The next track, Tu Kya Jaane, actually goes one step better than the title track. It's a song about unrequited love and a complete devotion to that love, but remaining fairly upbeat throughout. Kher's soulful voice carries the track through its beautiful arrangement. The cherry on the cake, however, is whenever fellow band members Naresh and Paresh come in with the chorus. The harmony between Kher, Naresh and Paresh works really well, especially the last two minutes of the song where the tempo builds. This one will make you go for repeat listens.
Albeliya starts on a slow piano track, which gradually builds into a rather catchy arrangement. However, the vocals and lyrics don't carry as much gusto as the two previous tracks. The best part here remains the arrangement.
The following track, Yadaan Teriyaan, bears a suspenseful, haunting quality from the very beginning. A song about haunting memories, the orchestration and Kher's vocals have an intensity that works well to evoke a sense of longing. It's one of the instances where Kher proves once again the great versatility of his voice. The Yadaan Teriyaan Acoustic version has a much more somber feel to it, not as intense or haunting. The effect is that of a song that is more sad and dejected, which is not quite as impactful as the original version.

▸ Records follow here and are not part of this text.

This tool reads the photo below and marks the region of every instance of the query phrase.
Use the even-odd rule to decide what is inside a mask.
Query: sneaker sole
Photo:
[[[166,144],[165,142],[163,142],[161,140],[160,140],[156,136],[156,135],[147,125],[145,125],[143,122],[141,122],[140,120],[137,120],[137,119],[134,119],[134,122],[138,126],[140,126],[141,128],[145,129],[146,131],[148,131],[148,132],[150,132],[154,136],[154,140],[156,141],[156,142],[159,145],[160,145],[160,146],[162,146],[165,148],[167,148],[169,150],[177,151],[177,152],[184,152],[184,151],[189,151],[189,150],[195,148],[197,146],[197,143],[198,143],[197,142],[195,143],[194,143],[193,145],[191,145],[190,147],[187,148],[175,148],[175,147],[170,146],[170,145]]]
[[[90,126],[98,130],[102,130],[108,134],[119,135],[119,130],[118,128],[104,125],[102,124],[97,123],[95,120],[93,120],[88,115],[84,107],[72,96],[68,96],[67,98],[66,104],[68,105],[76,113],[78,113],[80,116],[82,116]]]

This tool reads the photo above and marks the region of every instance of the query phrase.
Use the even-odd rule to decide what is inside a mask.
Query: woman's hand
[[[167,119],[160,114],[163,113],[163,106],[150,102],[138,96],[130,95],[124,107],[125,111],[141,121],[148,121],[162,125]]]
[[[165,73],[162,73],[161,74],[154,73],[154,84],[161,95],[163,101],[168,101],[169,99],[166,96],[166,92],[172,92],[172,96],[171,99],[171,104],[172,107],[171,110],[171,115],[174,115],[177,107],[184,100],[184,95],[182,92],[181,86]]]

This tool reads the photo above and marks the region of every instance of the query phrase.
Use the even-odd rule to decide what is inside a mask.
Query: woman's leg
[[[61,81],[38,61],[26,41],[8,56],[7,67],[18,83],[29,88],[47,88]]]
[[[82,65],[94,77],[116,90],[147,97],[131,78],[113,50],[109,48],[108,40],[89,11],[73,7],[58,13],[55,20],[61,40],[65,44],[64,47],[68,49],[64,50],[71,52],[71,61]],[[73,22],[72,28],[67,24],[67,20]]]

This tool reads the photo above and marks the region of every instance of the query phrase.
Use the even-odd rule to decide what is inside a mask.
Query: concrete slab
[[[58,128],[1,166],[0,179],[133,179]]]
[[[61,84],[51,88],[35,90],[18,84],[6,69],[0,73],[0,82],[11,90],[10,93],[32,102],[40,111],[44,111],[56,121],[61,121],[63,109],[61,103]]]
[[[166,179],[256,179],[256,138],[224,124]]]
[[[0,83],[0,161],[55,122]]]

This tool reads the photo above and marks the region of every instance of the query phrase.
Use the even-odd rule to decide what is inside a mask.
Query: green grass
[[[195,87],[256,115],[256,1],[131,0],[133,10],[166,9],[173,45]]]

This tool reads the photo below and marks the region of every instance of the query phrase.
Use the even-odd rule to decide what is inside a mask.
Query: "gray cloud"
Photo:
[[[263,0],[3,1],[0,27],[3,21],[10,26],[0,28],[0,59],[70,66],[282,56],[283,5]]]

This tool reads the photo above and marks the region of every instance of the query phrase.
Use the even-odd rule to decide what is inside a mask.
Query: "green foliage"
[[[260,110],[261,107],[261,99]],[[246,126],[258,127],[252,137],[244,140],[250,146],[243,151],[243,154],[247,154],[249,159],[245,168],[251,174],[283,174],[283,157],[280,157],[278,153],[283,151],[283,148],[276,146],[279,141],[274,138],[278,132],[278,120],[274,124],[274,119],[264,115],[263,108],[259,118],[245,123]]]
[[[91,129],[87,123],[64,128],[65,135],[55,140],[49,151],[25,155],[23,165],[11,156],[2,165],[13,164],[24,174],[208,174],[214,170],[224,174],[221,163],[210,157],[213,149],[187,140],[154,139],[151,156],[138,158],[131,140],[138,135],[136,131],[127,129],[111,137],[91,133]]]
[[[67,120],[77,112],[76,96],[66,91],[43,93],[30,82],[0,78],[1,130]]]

Kher jumps right into Daaro Na Rang, kicking off a beat that calls for almost immediate foot-tapping. The song has a very unique arrangement, blending what seems like Middle Eastern and country western influences with a steady drum beat.
Kathagaan is an incredibly refreshing track in the album. It changes the tone immediately with its peppiness. Kher seems to be having fun with this song, getting into the full spirit of singing a story. It also helps that the arrangement and vocal backing is inspired, adding a new sound to the already diverse Kailasa palette. A fun listen!
The following song, Babbaji, makes a complete flip turn, going for a much more somber mood. It's worth a listen but one of the weaker tracks in the album since it doesn't offer anything too new to the album.
The mood picks up once again with Samvaad (Hudkaan Maan Bitti), a fast-spaced, comical song. Kher once again has fun singing this one, playing with his pitch, tone, and even accents. The song also features a special appearance by Kher's two-year-old son Kabir, whose vocals add a good dose of innocence to the whole track.
One of the special tracks in this album is Dharti Pe Jannat Ka Nazara, which brings in Amitabh Bachchan for a short cameo. However, more than the cameo, the song itself is uplifting, spirited and memorable. As Kher told The NRI in an interview, the song was composed for the show 'Kaun Banega Crorepati' (the Indian version of 'Who Wants To Be A Millionaire'), which would explain Bachchan's cameo and also its generally upbeat feel. It's short and sweet, but makes you want it to be longer.
The album ends with Ujaale Baant Lo, an evocative song that allows Kher to explore his more serious side. The song warns of darkness taking over the world and calls for the spreading of light. It's a meaningful listen but perhaps not the best choice as the final track of an album that has otherwise maintained a colorful, spirited feel throughout.
Kailasa's Rangeele adds another feather in the band's accomplished cap. They retain their unique charm and wonderfully fused music throughout this album as well. As with their previous albums, Rangeele boasts songs that will be remembered down the line, proving once more that Kailasa is one of the best contemporary bands in India today.